Bon Dieu, how you talk! We are in the hands of the wind.” Gaspard filled his pipe and lit it, Sagesse, leaning against the bulwarks, lit a Martinique bout and with his hands in his pockets looked lazily over the sea.

“See here,” said Gaspard, after a moment’s silence. “Suppose we reach that place all right, and suppose we find stuff there—”

“Yes?”

“Well, how are we to get rid of it?”

Sagesse laughed.

“You are one of those that look far ahead. So am I. Suppose we find stuff there, well, who does it belong to but us? We have located it, we have got an expedition together to find it, the island belongs to no government, the stuff belonged to people who were dead when you and I were born. The stuff belongs to us by all right. Is that not so?”

“As you put it, yes.”

“Well, my friend, there is no such thing as Right in this world. As soon as it is known that we have found the old money-box, broken her open and taken the contributions, some government will say, ‘That island is mine,’ some man will rise up with a lying charter, proving that he bought the island and the ship years ago, some rascal trick will be played by some rascal, and we will have law-suits; the stuff will be impounded, witnesses will be brought from the ends of the world to bear false witness, our characters will be enquired into—” Sagesse laughed as he spoke, crossed the deck to the lee rail, spat into the sea, and returned. “They will say, these lawyer-men, ‘who is this Monsieur Sagesse who finds old treasure-ships?

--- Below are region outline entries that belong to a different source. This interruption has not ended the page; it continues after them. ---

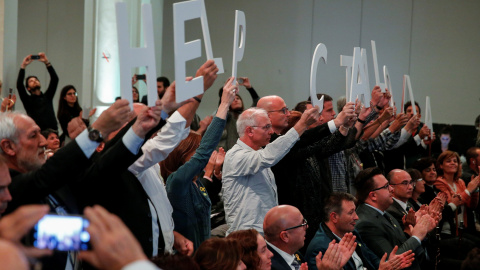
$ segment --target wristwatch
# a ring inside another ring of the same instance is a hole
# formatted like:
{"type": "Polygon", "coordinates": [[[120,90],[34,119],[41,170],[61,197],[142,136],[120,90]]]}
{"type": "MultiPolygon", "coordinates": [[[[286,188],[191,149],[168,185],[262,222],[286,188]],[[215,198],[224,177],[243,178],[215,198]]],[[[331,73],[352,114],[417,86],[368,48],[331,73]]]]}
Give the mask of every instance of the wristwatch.
{"type": "Polygon", "coordinates": [[[103,137],[100,131],[92,127],[88,127],[88,138],[94,142],[103,142],[103,137]]]}

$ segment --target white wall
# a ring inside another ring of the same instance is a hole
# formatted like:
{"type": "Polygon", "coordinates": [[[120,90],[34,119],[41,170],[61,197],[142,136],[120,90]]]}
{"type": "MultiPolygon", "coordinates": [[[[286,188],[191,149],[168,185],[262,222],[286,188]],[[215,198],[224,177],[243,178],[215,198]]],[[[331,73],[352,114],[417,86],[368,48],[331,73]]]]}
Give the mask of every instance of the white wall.
{"type": "MultiPolygon", "coordinates": [[[[163,74],[174,78],[172,3],[165,1],[163,74]]],[[[475,78],[479,62],[480,1],[336,0],[213,1],[206,0],[215,57],[223,57],[219,76],[200,106],[201,116],[218,104],[218,88],[231,72],[235,9],[246,15],[246,49],[238,75],[248,76],[260,95],[278,94],[287,106],[308,96],[310,65],[318,43],[328,49],[320,65],[317,91],[334,99],[344,95],[345,70],[340,55],[354,46],[367,49],[370,85],[375,85],[370,40],[375,40],[379,66],[387,65],[397,105],[402,77],[409,74],[422,108],[430,96],[436,123],[473,125],[480,91],[475,78]]],[[[187,39],[202,38],[200,21],[187,23],[187,39]]],[[[187,64],[189,74],[205,61],[187,64]]],[[[381,76],[383,77],[383,76],[381,76]]],[[[383,81],[383,80],[382,80],[383,81]]],[[[246,92],[242,97],[248,96],[246,92]]],[[[250,99],[246,98],[246,104],[250,99]]]]}
{"type": "MultiPolygon", "coordinates": [[[[157,44],[157,51],[162,51],[157,58],[162,62],[162,74],[158,75],[172,80],[173,2],[178,1],[164,1],[163,10],[161,5],[154,5],[155,15],[163,12],[163,29],[155,29],[163,35],[163,43],[157,44]]],[[[409,74],[422,108],[425,96],[431,97],[434,122],[472,125],[479,114],[475,65],[480,60],[480,1],[205,2],[213,52],[215,57],[223,57],[226,73],[205,95],[199,109],[201,116],[215,110],[218,88],[231,72],[235,9],[244,11],[247,20],[246,51],[238,75],[250,77],[260,95],[278,94],[289,107],[305,99],[313,50],[320,42],[327,46],[328,63],[319,66],[319,92],[334,99],[344,95],[345,70],[339,66],[339,56],[352,55],[354,46],[367,48],[373,86],[370,40],[374,39],[379,65],[387,65],[393,79],[397,104],[401,100],[402,76],[409,74]]],[[[82,0],[19,0],[17,65],[8,68],[18,70],[25,55],[46,51],[59,74],[59,88],[72,83],[82,89],[83,10],[82,0]]],[[[200,21],[192,20],[187,23],[187,39],[196,38],[202,38],[200,21]]],[[[190,61],[188,73],[193,75],[204,61],[205,54],[202,59],[190,61]]],[[[27,74],[39,75],[43,85],[47,84],[48,75],[42,65],[31,64],[27,74]]],[[[242,96],[250,105],[246,91],[242,96]]]]}

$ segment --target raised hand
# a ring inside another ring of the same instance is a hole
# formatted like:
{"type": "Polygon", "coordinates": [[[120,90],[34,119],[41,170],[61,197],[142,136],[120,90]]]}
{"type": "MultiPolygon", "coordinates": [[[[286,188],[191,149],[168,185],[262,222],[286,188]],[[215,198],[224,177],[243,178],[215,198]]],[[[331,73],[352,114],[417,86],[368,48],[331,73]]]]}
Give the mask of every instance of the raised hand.
{"type": "Polygon", "coordinates": [[[347,264],[348,260],[352,257],[353,252],[355,252],[355,248],[357,247],[357,242],[355,242],[356,238],[357,237],[353,235],[353,233],[346,233],[340,240],[340,243],[338,243],[340,252],[342,253],[342,266],[347,264]]]}
{"type": "Polygon", "coordinates": [[[207,60],[207,62],[197,70],[195,77],[203,76],[203,91],[207,91],[207,89],[215,82],[217,79],[217,72],[218,67],[213,60],[207,60]]]}
{"type": "Polygon", "coordinates": [[[155,106],[143,108],[137,116],[137,120],[132,126],[133,132],[140,138],[145,135],[160,122],[160,114],[162,113],[162,101],[155,101],[155,106]]]}
{"type": "Polygon", "coordinates": [[[328,248],[325,251],[325,255],[322,258],[322,252],[319,252],[315,257],[315,262],[318,270],[340,270],[343,265],[342,263],[342,253],[340,247],[335,240],[332,240],[328,244],[328,248]]]}
{"type": "Polygon", "coordinates": [[[110,133],[121,128],[131,117],[128,100],[119,99],[100,114],[92,127],[100,131],[103,138],[107,138],[110,133]]]}

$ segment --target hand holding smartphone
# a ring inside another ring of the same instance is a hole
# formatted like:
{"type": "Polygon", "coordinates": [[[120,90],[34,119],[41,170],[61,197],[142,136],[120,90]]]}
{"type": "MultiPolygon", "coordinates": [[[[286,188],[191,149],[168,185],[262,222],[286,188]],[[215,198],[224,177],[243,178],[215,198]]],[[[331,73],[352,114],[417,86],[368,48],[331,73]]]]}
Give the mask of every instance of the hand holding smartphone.
{"type": "Polygon", "coordinates": [[[77,215],[45,215],[32,230],[33,246],[58,251],[88,250],[89,222],[77,215]]]}

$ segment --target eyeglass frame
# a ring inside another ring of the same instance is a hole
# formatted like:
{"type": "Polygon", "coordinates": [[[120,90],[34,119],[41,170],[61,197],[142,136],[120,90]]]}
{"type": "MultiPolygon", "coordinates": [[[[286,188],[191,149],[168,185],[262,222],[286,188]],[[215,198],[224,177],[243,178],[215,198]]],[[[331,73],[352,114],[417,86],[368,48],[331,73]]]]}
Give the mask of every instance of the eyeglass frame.
{"type": "Polygon", "coordinates": [[[250,126],[250,127],[259,127],[262,128],[263,130],[267,131],[272,128],[272,124],[266,124],[265,126],[250,126]]]}
{"type": "Polygon", "coordinates": [[[280,110],[273,110],[273,111],[268,111],[268,112],[282,112],[283,114],[287,114],[288,107],[283,107],[280,110]]]}
{"type": "Polygon", "coordinates": [[[370,192],[374,192],[374,191],[377,191],[377,190],[381,190],[381,189],[387,189],[390,187],[390,183],[386,183],[385,186],[381,186],[379,188],[376,188],[376,189],[372,189],[370,192]]]}
{"type": "Polygon", "coordinates": [[[286,229],[283,230],[282,232],[286,232],[286,231],[293,230],[293,229],[300,228],[300,227],[305,227],[305,226],[308,225],[308,221],[307,221],[305,218],[303,218],[303,221],[302,221],[302,222],[303,222],[302,224],[297,225],[297,226],[293,226],[293,227],[290,227],[290,228],[286,228],[286,229]]]}
{"type": "Polygon", "coordinates": [[[414,180],[403,180],[402,182],[400,183],[397,183],[397,184],[390,184],[390,186],[398,186],[398,185],[403,185],[403,186],[406,186],[408,187],[409,185],[412,185],[412,187],[415,187],[415,182],[414,180]]]}

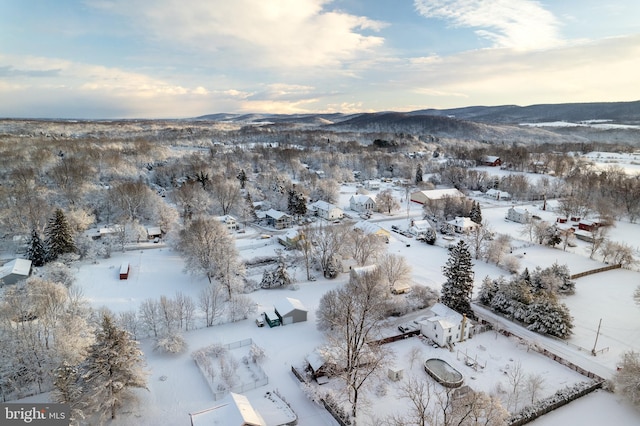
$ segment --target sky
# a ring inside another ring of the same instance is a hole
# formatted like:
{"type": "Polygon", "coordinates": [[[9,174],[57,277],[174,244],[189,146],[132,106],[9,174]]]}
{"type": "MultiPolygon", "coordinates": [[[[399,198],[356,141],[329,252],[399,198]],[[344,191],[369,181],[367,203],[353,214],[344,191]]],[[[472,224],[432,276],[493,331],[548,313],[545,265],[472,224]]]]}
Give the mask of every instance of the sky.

Let’s hunt up all about him, and if we can’t find anything against him, let us make something against him.’ No, my friend, I wish to have nothing to do with the law; nothing to do with governments; nothing to do with enemies on this occasion. So, being a man who looks ahead, I have already made my plans for disposing of the stuff in America—” Sagesse came to a dead stop. His habit of talking had got possession of him and carried him further than he meant to go.

“In America?”

“There, or somewhere else.”

At this moment Jules came out of the fo’cs’le, where only a few minutes before Pedro had disappeared, and came along the deck to Sagesse. He spoke a couple of words in an undertone, and Sagesse following him they both went forward.

Gaspard watched them vanishing down the fo’cs’le hatch. The thought that Pedro had been seriously injured crossed his mind for a moment, but his mind, filled with the words of Sagesse, had no room for thoughts about Pedro. America! If they had to go to America to dispose of the stuff, the voyage might last months, and to Gaspard the few hours that had passed since losing sight of Martinique seemed months. He had found all he wanted in life, and he had left it behind him there in Martinique.

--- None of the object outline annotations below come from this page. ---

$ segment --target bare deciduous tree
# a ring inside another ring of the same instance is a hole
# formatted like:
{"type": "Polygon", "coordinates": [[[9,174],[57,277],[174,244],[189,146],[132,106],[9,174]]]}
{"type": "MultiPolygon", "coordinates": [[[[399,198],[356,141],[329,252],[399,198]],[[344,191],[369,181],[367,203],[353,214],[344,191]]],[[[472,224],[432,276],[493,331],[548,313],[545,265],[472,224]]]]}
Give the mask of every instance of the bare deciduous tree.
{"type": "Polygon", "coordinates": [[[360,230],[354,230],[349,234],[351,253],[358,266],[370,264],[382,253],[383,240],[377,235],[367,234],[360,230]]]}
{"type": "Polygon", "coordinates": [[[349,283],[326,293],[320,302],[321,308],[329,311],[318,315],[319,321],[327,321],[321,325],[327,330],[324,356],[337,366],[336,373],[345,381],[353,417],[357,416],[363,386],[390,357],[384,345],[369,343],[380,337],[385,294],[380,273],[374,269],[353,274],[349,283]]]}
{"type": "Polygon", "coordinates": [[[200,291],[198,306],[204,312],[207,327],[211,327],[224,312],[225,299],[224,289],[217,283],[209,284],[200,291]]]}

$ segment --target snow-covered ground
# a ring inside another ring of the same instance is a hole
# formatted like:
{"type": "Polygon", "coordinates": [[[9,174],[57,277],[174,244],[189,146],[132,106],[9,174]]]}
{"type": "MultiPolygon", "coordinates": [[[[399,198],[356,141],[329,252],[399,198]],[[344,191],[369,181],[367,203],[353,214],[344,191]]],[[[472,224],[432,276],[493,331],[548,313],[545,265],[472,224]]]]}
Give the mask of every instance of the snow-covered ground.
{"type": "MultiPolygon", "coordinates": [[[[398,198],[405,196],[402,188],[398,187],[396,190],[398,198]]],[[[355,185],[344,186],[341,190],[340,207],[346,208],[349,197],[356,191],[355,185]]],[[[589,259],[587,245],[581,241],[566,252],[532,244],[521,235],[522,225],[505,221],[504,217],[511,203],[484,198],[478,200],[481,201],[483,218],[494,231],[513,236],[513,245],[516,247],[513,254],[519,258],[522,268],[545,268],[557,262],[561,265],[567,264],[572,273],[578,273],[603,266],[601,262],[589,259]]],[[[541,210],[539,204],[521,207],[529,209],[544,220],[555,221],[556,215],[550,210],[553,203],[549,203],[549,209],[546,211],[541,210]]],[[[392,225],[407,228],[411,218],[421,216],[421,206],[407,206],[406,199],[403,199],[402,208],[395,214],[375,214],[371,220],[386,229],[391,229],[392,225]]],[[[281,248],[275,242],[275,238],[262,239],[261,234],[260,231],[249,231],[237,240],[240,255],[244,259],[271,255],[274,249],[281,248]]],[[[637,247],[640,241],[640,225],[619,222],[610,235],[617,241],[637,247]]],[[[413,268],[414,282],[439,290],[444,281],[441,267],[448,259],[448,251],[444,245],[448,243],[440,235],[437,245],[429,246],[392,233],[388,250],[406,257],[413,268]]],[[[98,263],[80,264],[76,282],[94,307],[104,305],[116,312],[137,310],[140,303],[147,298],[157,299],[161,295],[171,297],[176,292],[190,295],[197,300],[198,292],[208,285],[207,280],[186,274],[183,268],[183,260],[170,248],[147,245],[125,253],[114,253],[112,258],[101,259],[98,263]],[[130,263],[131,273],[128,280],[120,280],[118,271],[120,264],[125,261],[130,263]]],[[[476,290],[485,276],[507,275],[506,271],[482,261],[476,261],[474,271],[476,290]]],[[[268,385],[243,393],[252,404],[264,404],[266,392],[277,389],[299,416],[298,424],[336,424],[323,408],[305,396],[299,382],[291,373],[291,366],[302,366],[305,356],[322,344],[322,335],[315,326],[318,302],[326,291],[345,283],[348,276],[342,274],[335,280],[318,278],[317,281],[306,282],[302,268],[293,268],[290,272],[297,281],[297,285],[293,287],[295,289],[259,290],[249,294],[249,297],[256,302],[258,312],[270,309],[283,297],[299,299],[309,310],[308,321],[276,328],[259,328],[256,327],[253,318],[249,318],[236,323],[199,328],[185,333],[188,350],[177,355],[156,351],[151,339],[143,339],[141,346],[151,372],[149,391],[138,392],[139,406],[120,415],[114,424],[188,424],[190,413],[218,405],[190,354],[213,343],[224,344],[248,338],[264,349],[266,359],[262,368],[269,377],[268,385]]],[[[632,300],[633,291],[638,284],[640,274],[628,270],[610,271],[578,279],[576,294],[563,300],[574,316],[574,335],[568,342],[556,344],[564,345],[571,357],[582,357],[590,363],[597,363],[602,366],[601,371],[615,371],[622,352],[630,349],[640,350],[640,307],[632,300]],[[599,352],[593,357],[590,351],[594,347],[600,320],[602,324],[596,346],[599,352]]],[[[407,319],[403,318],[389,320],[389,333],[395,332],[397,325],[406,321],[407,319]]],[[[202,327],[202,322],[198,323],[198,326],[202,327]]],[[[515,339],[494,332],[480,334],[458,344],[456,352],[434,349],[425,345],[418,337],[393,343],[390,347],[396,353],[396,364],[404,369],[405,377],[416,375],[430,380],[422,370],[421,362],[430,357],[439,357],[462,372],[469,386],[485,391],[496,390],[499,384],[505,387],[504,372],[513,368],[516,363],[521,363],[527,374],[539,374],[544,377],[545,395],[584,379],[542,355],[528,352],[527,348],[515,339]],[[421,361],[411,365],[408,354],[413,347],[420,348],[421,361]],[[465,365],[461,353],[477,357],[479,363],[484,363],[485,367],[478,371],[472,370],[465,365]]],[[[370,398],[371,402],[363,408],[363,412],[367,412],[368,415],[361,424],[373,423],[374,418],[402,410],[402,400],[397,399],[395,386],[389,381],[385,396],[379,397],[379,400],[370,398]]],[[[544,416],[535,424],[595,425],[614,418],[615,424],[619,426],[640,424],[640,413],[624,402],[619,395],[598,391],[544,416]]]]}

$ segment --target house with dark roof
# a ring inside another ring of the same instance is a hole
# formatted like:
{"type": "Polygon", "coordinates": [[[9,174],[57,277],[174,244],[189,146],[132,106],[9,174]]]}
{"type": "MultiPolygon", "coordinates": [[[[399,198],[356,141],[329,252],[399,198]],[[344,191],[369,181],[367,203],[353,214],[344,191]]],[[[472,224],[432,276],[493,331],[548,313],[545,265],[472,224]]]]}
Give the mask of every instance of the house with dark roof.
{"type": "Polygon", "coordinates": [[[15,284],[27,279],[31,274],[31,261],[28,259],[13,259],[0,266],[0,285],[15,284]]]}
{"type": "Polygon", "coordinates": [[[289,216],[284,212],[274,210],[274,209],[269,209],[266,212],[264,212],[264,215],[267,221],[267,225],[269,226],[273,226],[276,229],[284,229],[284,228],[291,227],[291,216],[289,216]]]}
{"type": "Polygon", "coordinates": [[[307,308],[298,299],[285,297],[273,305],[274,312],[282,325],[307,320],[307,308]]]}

As he stood waiting for Sagesse to return and finish the conversation, he saw Marie again just as he had seen her that day on the cliff at Grande Anse, the sea wind fluttering her robe and the sun clasping her little head between his two great golden hands.

Then Sagesse appeared, returning from the fo’cs’le, but he did not seem in a humour to continue the conversation.

He seemed disturbed in his mind about something.